Any time you can pop into DeMille’s farm market, family owned, part fruit stand, part deli, part gourmet boutique, part petting zoo. Take time to commune with the calves, admire the llamas and check out the old farm tractors, and in the fall, challenge the corn maze.
Another contributor to the region’s down home feel is the Salmon Arm Roots & Blues Festival. August 19-21, 2011, marks the event’s 19th season with a line-up of headliners from across Canada, the United States, Europe and Australia.

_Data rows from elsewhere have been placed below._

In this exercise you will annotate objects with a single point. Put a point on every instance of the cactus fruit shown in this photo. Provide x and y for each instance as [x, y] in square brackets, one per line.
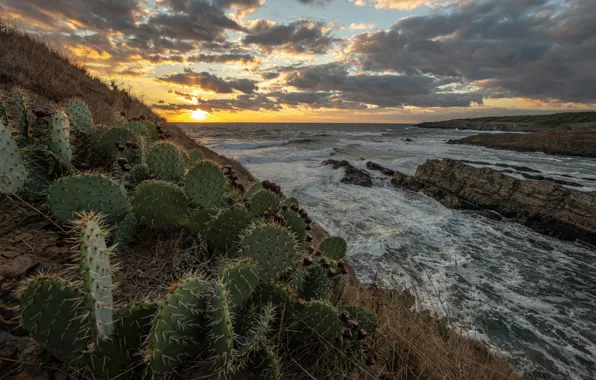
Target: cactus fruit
[241, 279]
[205, 184]
[13, 172]
[295, 224]
[225, 229]
[52, 313]
[319, 319]
[126, 231]
[165, 162]
[87, 192]
[177, 326]
[265, 364]
[334, 248]
[160, 204]
[59, 141]
[97, 275]
[80, 117]
[264, 200]
[271, 247]
[221, 328]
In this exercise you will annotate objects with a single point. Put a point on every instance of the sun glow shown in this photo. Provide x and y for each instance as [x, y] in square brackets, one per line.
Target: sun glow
[199, 115]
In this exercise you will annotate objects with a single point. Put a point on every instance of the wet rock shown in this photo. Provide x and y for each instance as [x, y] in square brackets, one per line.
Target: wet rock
[353, 176]
[544, 206]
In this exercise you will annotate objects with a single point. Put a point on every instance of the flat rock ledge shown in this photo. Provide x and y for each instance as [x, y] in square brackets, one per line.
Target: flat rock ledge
[544, 206]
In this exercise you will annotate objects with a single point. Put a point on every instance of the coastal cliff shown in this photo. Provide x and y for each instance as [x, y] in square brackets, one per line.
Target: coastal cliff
[544, 206]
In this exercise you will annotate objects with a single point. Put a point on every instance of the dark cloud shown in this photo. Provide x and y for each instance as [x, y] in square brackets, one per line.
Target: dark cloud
[210, 82]
[298, 37]
[527, 48]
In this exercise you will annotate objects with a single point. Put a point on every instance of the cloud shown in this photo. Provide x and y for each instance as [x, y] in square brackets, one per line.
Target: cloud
[517, 48]
[209, 82]
[298, 37]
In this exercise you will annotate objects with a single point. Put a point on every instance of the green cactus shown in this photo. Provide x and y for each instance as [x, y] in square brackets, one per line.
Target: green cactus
[221, 327]
[97, 276]
[265, 364]
[13, 172]
[225, 230]
[205, 184]
[59, 138]
[165, 162]
[160, 204]
[80, 117]
[295, 224]
[52, 312]
[241, 279]
[318, 319]
[334, 248]
[271, 247]
[176, 328]
[126, 231]
[264, 200]
[69, 196]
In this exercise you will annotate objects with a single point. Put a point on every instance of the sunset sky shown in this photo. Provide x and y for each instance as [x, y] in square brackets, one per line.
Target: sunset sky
[331, 60]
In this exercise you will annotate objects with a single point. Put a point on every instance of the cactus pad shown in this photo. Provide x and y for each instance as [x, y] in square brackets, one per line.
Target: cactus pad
[221, 331]
[126, 231]
[69, 196]
[271, 247]
[295, 224]
[205, 184]
[319, 319]
[59, 141]
[241, 279]
[177, 325]
[80, 117]
[13, 172]
[225, 230]
[52, 313]
[334, 248]
[264, 200]
[97, 275]
[165, 162]
[160, 204]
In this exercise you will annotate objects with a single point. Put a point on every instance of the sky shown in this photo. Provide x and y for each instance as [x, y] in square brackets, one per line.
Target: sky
[393, 61]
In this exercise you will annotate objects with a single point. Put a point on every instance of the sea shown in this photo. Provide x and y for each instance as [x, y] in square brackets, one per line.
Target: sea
[531, 298]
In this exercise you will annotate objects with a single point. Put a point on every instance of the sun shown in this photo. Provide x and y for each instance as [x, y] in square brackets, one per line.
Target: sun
[199, 115]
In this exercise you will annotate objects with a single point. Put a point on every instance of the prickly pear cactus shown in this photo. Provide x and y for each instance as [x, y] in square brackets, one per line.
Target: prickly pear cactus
[80, 117]
[319, 319]
[241, 279]
[205, 184]
[271, 247]
[13, 172]
[160, 204]
[224, 232]
[69, 196]
[295, 224]
[334, 248]
[126, 230]
[96, 270]
[52, 312]
[262, 201]
[221, 328]
[176, 329]
[59, 139]
[165, 162]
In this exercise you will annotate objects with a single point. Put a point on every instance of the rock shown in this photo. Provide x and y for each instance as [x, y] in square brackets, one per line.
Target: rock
[374, 166]
[353, 176]
[545, 206]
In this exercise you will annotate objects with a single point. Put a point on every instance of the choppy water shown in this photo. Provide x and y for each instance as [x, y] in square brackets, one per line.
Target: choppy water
[530, 297]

It’s a one-of-a-kind experience to sit in front of the main stage and listen to world music with the backdrop of Mount Ida silhouetted by a spectacular sunset.
Nature’s beauty is a constant wherever you travel in the Shuswap, with concentration robbing views along the highway, cedar-scented hidden bowers at Margaret Falls and Albas Falls, and the spectacle of millions of spawning sockeye in the Adams River.

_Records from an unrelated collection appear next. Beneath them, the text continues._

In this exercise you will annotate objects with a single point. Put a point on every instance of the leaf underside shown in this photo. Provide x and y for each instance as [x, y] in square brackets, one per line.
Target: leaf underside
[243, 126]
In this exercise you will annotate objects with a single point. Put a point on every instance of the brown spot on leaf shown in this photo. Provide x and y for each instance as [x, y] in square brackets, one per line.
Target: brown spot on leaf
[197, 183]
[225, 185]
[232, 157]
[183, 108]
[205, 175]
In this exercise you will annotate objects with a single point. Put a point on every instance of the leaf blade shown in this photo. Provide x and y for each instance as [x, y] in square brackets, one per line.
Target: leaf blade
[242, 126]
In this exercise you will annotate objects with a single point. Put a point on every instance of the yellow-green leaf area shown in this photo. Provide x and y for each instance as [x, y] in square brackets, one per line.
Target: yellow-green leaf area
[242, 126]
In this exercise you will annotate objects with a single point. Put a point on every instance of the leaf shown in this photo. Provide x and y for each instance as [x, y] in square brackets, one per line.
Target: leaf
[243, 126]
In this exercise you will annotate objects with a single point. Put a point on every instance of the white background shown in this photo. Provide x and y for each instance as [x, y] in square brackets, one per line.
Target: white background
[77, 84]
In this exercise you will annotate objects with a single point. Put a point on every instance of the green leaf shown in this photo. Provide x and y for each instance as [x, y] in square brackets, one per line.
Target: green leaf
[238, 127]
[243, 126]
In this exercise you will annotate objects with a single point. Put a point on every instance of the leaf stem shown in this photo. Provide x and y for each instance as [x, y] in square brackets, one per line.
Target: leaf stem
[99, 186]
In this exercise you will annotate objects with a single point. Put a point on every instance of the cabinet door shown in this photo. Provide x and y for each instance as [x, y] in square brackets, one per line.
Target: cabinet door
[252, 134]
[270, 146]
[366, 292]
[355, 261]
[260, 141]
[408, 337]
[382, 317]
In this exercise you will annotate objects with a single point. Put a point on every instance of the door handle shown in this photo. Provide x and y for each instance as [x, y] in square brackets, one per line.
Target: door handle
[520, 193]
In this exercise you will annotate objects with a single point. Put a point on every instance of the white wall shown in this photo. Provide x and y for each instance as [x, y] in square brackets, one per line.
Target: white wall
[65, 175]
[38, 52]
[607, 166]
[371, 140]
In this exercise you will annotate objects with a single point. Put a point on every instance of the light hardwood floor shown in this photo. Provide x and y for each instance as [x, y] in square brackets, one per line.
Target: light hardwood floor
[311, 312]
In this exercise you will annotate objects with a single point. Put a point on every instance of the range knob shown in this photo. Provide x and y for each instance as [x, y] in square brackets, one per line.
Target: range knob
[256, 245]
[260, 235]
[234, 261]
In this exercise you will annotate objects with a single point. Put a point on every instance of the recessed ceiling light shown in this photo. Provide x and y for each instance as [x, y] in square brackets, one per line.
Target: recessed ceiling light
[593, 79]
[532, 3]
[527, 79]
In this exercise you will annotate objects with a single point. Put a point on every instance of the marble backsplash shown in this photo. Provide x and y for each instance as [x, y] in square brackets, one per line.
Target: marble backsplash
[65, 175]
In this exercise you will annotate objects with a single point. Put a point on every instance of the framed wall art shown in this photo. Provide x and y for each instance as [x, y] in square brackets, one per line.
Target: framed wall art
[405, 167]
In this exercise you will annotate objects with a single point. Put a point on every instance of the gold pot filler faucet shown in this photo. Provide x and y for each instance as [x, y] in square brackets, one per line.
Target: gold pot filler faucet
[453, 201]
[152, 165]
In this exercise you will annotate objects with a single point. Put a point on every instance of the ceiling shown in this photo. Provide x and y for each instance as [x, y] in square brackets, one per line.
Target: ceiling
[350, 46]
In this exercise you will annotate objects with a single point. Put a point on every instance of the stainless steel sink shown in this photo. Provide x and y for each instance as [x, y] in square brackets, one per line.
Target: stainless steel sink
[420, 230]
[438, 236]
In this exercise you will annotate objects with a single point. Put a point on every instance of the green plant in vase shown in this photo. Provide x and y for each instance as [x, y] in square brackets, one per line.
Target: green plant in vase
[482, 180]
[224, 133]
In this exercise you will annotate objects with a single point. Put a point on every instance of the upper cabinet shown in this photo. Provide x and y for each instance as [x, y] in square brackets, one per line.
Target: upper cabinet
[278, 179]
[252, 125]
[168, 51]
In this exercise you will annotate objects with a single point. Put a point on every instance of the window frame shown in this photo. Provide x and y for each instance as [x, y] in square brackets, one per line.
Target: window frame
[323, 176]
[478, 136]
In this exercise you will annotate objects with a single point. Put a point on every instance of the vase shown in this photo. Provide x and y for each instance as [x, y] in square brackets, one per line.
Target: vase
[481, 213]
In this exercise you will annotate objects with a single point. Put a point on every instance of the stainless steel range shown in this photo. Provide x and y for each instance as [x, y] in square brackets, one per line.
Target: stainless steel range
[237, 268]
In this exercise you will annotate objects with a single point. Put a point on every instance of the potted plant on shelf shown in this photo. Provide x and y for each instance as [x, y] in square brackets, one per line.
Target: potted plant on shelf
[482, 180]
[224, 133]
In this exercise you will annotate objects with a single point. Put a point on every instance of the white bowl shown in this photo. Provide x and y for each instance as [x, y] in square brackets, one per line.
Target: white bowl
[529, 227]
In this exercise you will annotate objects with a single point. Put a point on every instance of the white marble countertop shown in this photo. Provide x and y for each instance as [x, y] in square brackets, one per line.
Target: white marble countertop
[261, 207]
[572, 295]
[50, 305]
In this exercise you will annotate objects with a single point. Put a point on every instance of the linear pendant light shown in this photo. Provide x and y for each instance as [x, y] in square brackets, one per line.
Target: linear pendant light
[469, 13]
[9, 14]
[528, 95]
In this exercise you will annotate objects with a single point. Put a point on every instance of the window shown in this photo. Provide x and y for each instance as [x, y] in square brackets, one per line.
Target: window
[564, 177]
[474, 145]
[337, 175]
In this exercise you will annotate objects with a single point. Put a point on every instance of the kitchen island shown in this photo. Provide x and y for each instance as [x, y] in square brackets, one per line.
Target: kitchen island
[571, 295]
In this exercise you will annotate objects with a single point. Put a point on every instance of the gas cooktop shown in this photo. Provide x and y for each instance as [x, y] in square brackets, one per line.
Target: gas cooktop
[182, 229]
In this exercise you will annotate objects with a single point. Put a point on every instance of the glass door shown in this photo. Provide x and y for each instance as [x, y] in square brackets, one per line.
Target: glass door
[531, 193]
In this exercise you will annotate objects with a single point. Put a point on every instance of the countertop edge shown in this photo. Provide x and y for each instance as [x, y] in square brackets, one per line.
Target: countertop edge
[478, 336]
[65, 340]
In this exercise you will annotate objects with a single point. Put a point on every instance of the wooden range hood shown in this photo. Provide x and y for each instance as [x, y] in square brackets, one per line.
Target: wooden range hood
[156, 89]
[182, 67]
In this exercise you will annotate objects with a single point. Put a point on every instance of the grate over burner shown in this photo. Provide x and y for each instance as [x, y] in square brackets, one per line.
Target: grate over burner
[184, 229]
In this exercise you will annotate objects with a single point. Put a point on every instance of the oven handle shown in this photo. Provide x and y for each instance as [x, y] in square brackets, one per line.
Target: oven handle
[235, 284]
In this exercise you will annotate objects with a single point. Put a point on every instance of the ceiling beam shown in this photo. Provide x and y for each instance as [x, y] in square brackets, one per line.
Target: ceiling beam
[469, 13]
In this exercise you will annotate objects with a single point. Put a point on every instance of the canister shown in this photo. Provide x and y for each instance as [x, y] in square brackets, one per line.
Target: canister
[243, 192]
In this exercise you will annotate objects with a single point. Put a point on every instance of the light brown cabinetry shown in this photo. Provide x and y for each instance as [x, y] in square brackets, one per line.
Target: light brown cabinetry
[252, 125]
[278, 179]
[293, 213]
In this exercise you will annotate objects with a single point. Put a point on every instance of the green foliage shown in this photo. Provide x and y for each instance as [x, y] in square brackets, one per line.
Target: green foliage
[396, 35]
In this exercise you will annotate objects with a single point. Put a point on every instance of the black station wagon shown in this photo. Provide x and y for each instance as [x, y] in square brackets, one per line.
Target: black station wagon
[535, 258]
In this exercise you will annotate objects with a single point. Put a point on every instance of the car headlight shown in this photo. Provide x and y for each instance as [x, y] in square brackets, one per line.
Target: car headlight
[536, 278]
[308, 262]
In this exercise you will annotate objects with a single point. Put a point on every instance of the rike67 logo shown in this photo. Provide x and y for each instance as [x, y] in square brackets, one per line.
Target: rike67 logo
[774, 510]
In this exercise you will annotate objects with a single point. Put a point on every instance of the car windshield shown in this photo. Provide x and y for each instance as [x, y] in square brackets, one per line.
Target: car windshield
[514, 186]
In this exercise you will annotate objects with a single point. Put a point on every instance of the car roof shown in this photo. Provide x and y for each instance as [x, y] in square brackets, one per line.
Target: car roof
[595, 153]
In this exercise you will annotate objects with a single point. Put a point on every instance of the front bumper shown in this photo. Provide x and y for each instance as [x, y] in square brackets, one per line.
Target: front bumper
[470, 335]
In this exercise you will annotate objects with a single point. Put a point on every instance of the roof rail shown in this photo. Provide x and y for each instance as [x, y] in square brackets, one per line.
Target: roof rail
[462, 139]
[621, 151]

But those concentration-robbing views aren’t restricted to scenic drives, they also come into play on drives of another kind. Golfers beware, Shuswap courses present more of a challenge than just undulating terraine, water hazards and sand traps. Keeping your eye on the ball at the Salmon Arm Golf Club, rated among the top 50 courses in Canada, can be a real trial. In fact, you may find the appeal of local courses so strong, that you just give up and stay. Shuswap Lake Estates Golf & Country Club is a great example of living the dream, with 18 holes laid out in the midst of a planned resort development overlooking Shuswap Lake in Blind Bay.

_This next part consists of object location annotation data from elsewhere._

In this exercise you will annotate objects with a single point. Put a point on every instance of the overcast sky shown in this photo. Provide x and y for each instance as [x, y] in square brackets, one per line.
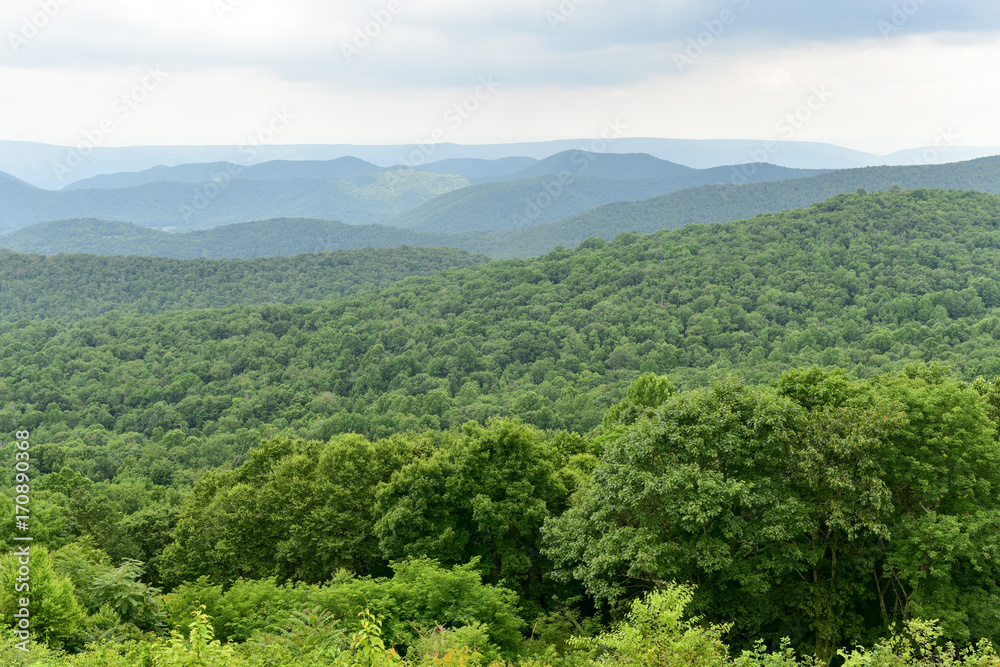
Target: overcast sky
[869, 74]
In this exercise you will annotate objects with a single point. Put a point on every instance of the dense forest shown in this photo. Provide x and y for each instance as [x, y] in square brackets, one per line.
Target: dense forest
[767, 442]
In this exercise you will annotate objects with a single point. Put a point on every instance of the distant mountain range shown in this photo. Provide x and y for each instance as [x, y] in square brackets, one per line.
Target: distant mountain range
[482, 217]
[508, 193]
[46, 165]
[705, 204]
[228, 197]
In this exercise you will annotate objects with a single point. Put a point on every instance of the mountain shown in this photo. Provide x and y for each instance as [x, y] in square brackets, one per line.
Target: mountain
[479, 169]
[601, 165]
[514, 204]
[720, 203]
[187, 206]
[74, 286]
[268, 238]
[868, 282]
[705, 204]
[37, 163]
[341, 168]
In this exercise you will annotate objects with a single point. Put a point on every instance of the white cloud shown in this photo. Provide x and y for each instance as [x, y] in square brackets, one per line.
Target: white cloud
[607, 59]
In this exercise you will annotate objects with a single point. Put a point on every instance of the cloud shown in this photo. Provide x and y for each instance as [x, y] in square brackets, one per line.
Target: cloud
[564, 66]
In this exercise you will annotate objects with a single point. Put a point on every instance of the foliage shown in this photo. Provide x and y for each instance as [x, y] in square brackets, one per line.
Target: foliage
[864, 504]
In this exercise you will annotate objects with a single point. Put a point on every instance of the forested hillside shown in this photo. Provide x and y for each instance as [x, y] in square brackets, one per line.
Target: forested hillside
[75, 286]
[230, 198]
[756, 443]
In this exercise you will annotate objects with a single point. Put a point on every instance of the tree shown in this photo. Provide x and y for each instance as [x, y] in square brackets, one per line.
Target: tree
[483, 496]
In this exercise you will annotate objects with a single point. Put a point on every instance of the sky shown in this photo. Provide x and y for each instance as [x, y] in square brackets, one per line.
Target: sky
[867, 74]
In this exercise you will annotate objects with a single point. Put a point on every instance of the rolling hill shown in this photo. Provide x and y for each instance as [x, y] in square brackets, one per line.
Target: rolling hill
[341, 168]
[515, 204]
[187, 206]
[267, 238]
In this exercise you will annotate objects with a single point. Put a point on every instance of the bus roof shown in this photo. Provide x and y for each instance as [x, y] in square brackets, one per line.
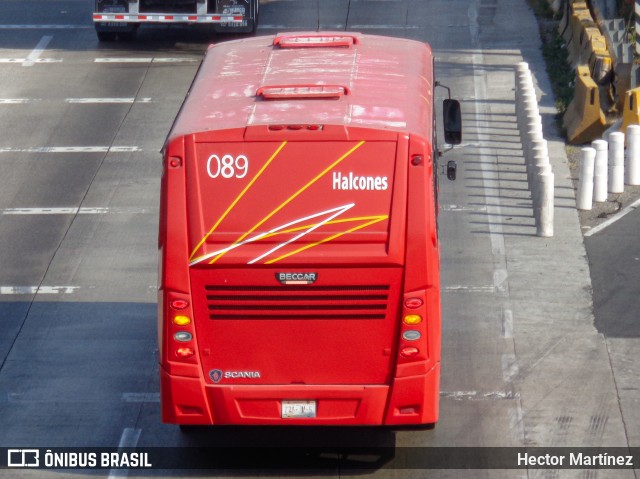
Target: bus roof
[326, 78]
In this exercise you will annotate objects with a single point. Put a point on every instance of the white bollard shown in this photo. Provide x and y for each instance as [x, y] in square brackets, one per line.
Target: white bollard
[585, 182]
[532, 130]
[544, 225]
[539, 156]
[616, 162]
[633, 155]
[600, 171]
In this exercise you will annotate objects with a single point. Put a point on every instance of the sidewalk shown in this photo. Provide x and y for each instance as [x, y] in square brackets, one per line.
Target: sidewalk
[547, 286]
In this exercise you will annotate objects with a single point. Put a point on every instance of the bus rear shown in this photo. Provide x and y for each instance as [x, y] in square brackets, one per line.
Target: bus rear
[299, 270]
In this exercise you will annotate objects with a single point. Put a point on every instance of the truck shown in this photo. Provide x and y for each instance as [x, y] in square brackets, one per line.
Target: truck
[299, 273]
[121, 18]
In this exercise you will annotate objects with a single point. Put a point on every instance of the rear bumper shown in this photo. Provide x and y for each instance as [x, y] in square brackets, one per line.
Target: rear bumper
[411, 400]
[102, 18]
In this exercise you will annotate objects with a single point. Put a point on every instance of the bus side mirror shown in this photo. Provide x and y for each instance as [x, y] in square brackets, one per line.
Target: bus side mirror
[452, 119]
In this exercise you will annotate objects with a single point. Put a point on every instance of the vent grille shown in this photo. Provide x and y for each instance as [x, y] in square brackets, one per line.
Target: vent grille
[297, 302]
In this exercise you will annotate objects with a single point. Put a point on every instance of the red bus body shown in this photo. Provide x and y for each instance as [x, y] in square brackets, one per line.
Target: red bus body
[297, 232]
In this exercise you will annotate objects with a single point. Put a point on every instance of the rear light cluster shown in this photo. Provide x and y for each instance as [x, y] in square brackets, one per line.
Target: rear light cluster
[413, 328]
[182, 328]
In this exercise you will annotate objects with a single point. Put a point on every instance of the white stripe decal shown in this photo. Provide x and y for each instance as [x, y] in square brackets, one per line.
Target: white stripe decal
[305, 232]
[258, 237]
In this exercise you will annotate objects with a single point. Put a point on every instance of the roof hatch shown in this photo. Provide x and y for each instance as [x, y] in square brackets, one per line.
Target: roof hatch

When you’re through shooting for birdies, you can switch to watching the birdies from the Salmon Arm pier and a string of concrete boardwalks suspended over the delicate marshes. The show starts in May with the water-walking mating dance of the western grebes and carries on through the summer with nesting ospreys, wading herons and a host of other waterfowl. A longer nature trail rims Salmon Arm Bay to the east.
The Salmon Arm Pier is also a popular stop for boaters on Shuswap Lake. Houseboats are ideally suited to exploring the upper reaches of the lake’s different “arms” with many boat-access only provincial campgrounds and innumerable secluded beaches where you can nose the boat in to shore and commune with nature all on your own.
Sicamous is known as the Houseboat Capital of Canada for good reason. This is the place to board your Twin Anchors houseboat and start making family memories. These vessels are floating cottages with unbelievable amenities like fireplaces, full-size appliances and onboard hot tubs, everything you need for a self-contained vacation partying with friends or alone in the wilderness.
If you prefer a little more speed and excitement in your water adventures, you can trailer in your own boat and stock up on supplies at The Marina on the Sicamous Channel. And further down the channel, boater or landlubber, Moose Mulligan’s pub/restaurant is the place for waterside food and fun. Along with an extensive menu of burgers, sandwiches, soups, salads and appies, this pub stocks locally produced wines and ales.
Summer and the Shuswap are made for each other, but there’s still more action in the white months. The Larch Hills Nordic Society maintains 150 kilometres of cross-country trails and hosts a slew of events throughout the season. The shorter hiking trails in Eagle River Nature Park and Roderick Haig-Brown Provincial Park are ideal for snowshoeing and skiing.
The Shuswap is also famous for sledding from groomed alpine trails to deep powder bowls and you’ll find day use chalets in six of the region’s seven sledding areas. Favourites include Fly Hills Area, near Salmon Arm; Sicamous Area and Eagle Valley; Spa Hills near Falkland and the Crowfoot Mountain Snowmobile Trails.